(730a) Investigate Soy Protein As Plastic Component in Polymer Blends

Feng Chen, Jinwen Zhang

School of Mechanical and Materials Engineering & Composite Materials and Engineering Center

Washington State University, Pullman, WA 99164

Abstract

Soy protein (SP) has been recognized as a promising alternative to petroleum-based plastic materials. However, owing to some obstacles such as water/moisture sensitivity, high melt viscosity, narrow process window and/or brittleness, SP plastics based-on neat SP have little practical values. To overcome these disadvantages, blending SP with other biodegradable polymers has received increasing attention. However, SP has only been investigated as organic filler in these blends. Although these blends display higher water resistance, processibility and/or toughness than neat SP plastics, the stiffness of the resulting blends are not satisfactory and the strength is often lower than that of both the neat SP plastics and the neat polymer.

In this work, soy protein concentrate (SPC) was blended with poly(butylene adipate-co-terephthalate) (PBAT) in a single-step compounding process. The mixing of the blends was carried out by extrusion compounding and test specimens were prepared by injection molding. Different influence of SPC as a plastic component and filler on phase structure and mechanical properties of the resulting blends were investigated.

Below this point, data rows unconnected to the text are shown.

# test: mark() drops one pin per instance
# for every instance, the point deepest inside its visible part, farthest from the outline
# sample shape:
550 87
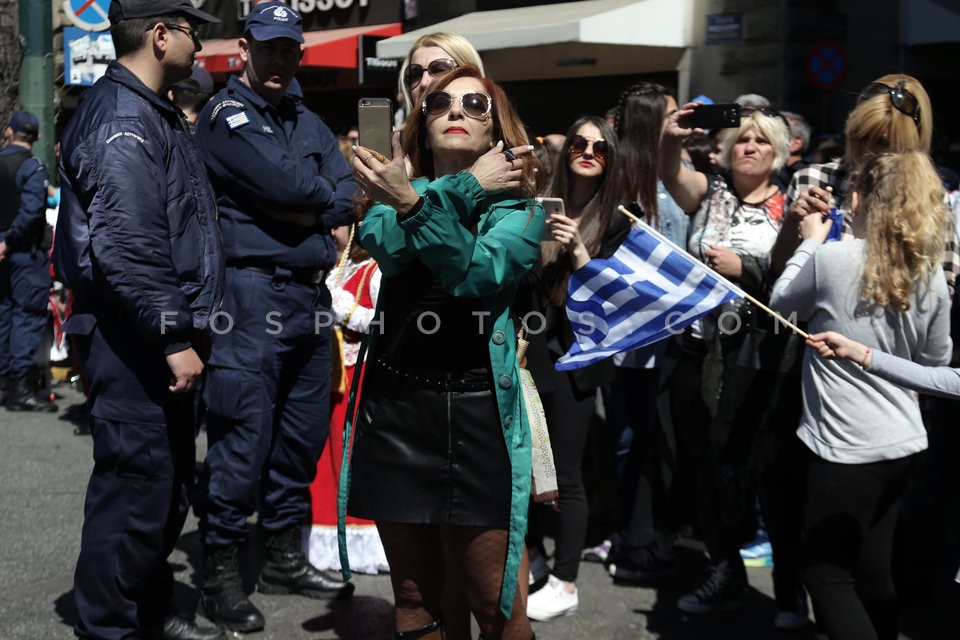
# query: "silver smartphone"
375 124
550 206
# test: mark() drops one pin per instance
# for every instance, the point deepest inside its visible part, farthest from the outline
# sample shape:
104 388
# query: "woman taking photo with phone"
585 178
738 368
441 457
886 289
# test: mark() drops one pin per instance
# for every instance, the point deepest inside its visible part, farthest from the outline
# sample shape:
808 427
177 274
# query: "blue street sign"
827 65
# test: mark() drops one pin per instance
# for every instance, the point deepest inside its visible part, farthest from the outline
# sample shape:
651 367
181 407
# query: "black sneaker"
724 590
642 564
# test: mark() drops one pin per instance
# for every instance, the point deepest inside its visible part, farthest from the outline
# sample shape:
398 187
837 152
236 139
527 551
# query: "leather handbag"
544 486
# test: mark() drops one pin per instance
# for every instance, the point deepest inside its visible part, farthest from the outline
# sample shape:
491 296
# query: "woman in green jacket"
441 457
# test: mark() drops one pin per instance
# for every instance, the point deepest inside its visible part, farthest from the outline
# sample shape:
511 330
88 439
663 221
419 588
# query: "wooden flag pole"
746 295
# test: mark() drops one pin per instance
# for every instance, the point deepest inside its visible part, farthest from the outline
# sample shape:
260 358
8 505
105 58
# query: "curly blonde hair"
875 117
907 221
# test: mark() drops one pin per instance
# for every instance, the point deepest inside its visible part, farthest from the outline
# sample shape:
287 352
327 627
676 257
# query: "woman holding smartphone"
585 178
441 457
739 369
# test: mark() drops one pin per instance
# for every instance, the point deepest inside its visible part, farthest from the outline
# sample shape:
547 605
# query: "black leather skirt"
429 449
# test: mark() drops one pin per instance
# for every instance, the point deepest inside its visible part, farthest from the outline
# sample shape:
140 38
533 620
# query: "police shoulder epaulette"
223 105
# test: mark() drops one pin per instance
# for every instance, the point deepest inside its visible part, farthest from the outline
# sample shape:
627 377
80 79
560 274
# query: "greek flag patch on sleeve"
237 120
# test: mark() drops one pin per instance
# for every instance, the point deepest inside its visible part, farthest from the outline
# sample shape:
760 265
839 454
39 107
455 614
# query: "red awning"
336 48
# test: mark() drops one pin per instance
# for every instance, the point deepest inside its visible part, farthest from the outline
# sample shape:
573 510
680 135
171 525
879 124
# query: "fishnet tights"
417 555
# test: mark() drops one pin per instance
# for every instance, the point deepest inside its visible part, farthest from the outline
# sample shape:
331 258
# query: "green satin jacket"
487 265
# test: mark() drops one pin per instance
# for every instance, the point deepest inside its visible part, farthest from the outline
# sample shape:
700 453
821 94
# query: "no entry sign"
92 15
827 65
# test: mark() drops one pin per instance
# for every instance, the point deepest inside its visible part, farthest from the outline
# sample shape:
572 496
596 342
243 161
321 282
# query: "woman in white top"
885 288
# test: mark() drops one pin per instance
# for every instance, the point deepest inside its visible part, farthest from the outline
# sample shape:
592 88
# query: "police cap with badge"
272 20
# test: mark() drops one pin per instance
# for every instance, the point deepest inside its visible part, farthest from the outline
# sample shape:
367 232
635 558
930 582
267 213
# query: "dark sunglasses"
901 99
474 104
578 146
746 112
414 72
193 32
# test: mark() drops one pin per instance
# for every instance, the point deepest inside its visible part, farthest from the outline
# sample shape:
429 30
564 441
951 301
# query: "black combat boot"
286 570
23 397
176 627
222 595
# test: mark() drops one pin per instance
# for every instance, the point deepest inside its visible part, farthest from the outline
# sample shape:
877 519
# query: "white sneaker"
551 601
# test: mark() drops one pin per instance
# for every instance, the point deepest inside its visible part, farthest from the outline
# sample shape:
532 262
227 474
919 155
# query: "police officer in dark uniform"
281 186
24 265
137 241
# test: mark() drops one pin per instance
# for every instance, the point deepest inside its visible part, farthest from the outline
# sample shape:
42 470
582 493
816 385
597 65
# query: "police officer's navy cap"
274 20
25 122
121 10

The intrinsic cause-deformability of soy protein and extrinsic cause-melt shear stress and interfacial tension in phase morphology development of PBAT/SPC blends were discussed. SP percolation network structure was noted in the blends with SP processed as plastic component. Owing to the extensive crosslinking of the SP molecules, the resulting blends actually became in situ formed polymer/SP composites. The composition-processing-structure-property relationship in soy protein blends were studied in detail.  Resulting blends demonstrate an overall superior performance when SPC is used as plastic.